Now that my job isn’t my job (temporarily of course) and my actual job has become putting 100% of all available energy into getting my broken body stronger and more specifically getting my limbs to cooperate in such a way that I can get myself up and down four cement steps that stand between me and the rest of the world, I also lose my way. I have four days a week of physical and occupational therapy which is my personal version of in-home personal training. I get my ass kicked for an hour – upper body, standing, endurance, squats, stepping, lifting and pulling until I have just enough energy to eat my dinner and drag myself to my bed to just sit there in a semi-comatose state hoping my legs will actually carry me to the bathroom when I will inevitably will have to go at least four times while trying to distract myself with some show on TV before I finally go to sleep. Sometimes I need help to get into the bed, but lately I’ve been doing it all by myself like a big girl so I try to find the grace to be proud of myself.

It makes me remember that time in my over-achieving life of yore when I worked out at an actual gym with an actual trainer for several years. I mean, I had never been a member of a gym in my life. I hate working out. I am not outdoorsy or athletic in any way so running and the like was never for me. But I had this outdoorsy athlete type of boyfriend at the time who kept at me to try new things and so I did. That’s how I ended up at a gym in the first place (sadly) but then it bit me – the bug to constantly attempt to reshape myself into some more acceptable form by pushing my body to do things I’d never wanted to do before. The boyfriend didn’t last (praise be) but my gym habit somehow did. I even went so far as to hire a personal trainer. My trainer, Matt, was key to my ability to motivate myself to get there to do the work much like my “trainers” today – my PT and OT friends – are key to my current ability to motivate myself to do the work now. Matt became a friend over time and I loved our time at the gym even when I thought he might be trying to kill me.

I remember him putting me at the top of the dark stairwell at the back of the gym with ten-pound weights in each hand, instructing me to go down the three flights and then back up two steps at a time. Or the walking squats in the corridor from hell where he’d stand at the other end and tell me I could do it (I didn’t think I could do it…in fact I was usually quite positive I couldn’t). He’d look at me and say, “OK, I get it, but let’s just do one and then we’ll see how it goes.” He was sneaky that way, that Matt, but I’ll be goddamned if it didn’t work every time. I’d do one and one turned into ten and ten turned into twenty.

Before I knew it, I was one of them. I fit in. I had my routine, my favorite locker and my perfectly packed gym bag. I had funny nicknames for the other gym rats who spent as much time as I did at that place. Like Towel Sucker – the guy who sucked on his gym towel while walking up the steps on the stair climber machine for hours on end. Or Hairy Back guy who spent his time at the elliptical next to mine with a thick gold chain entwined in his body hair. The there was Lucy at the gym, from the Jill Sobule song of the same title, who was at the gym no matter what time I went be it 5AM or 10pm she’d be there when I arrived and after I left. Her tiny limbs working so very hard. A weak smile on her face when I’d give her the fellow gym rat nod.

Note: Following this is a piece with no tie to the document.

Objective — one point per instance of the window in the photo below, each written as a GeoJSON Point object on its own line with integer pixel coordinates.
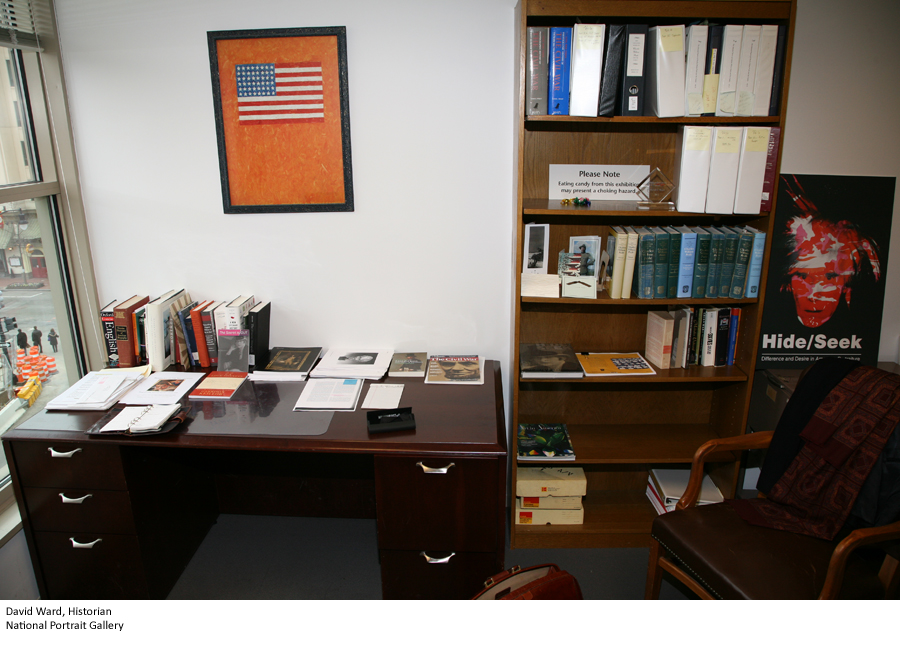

Anyway…at some point in our relationship that lasted years, Matt decided to follow his dreams and move to LA where he is currently an actor (I’m super proud of him). I promised I’d keep up at the gym but it just wasn’t the same. At one point in time I was there doing some crazy weighted step climbing on the cement steps in the dark back stairwell all alone and I asked myself what the hell I was doing. I hated it. I wasn’t feeling wonderful and fit and healthy – I just felt tired and fucking starving. I’m not training for the goddamn Olympics, I told myself. This kind of gym going was excessive and it wasn’t fun anymore. I stopped going to the gym and never went back. Interestingly, I was around 45 at that time and it was when I started to really notice some odd, haywire things going on in my body that lots of doctors told me were nothing to worry about. Ummmm…yeh. We know how that turned out three years later on December 1, 2015 when I was diagnosed with MS but that’s a different story.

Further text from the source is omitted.